男女雇用機会均等法が施行されて26年にもなるのに、管理職の女性非率はまだまだ少ないのが現状です。そこで、実際の男女格差を埋めるための対応がいくつかあります。例えば、ある時期までに役員や管理職に占める女性の割合を一定以上にすることを、企業に義務付ける「クオータ制」。変化は早いのですが、適任の男性がいても女性を登用しなければならないという、企業側にとって困ったこともあるそうです。
私が推奨するのは「ゴール&タイムテーブル方式」。各企業が自由に決めた数値目標を基に、経営方針を定め、計画プログラムを作り取り組んでいきます。資生堂では女性管理職の育成を急ぎ「一人別の人材育成の立案と推進」に取り組んでいます。しかし一生懸命育成しても全ての社員のレベルが到達するとは限りません。女性に対しては育成の段階では優遇しますが、評価や登用の段階では優遇しません。そうすることで、男性社員も女性社員も納得していただけます。
女性を部下に持つ管理職の方に配慮していただきたいことは、妊娠中の母性保護と育児との両立です。加えてその配慮が、個人にとってジャストフィットであることが大事です。例えば、核家族でお迎えの時間を気にする方に急な仕事を頼まないこと。一方、急な残業に対応できる体制を持っている方への過剰な配慮は、成長を阻害します。何が必要なのか、日頃からコミュニケーションを図り、生活環境やニーズを把握して下さい。
仕事の与え方、異動のさせ方については、男性と全く同じ扱いで良いのです。人を育てるのは仕事自体。仕事の面白さの体験は、女性のやる気を引き出します。また、社内にロールモデルがいなければ、外部のネットワークに求めても良いと思います。
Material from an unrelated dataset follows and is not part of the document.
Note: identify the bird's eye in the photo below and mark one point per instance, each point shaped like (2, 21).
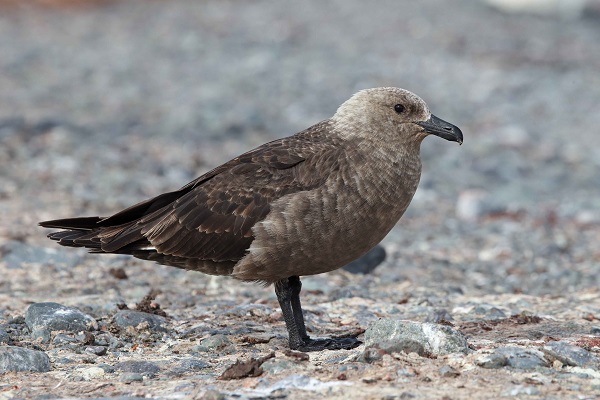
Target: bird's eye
(399, 108)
女性は子育てのために仕事を辞めてはいけません。家族の支援をはじめ、様々な社会的サービスを最大限に活用し、仕事を続ける意志を貫いて下さい。時代が、女性の力を今以上に必要としています。あきらめず、素晴らしい仕事のチャンスを掴みましょう。充実した人生を送り、社会で活躍しているあなたの姿はきっと、女性の後輩や部下などにとって大きな励みとなります。そして女性後輩の話にも耳を傾け、語り合う時間を持ち、次世代の女性の力になっていただきたいと思います。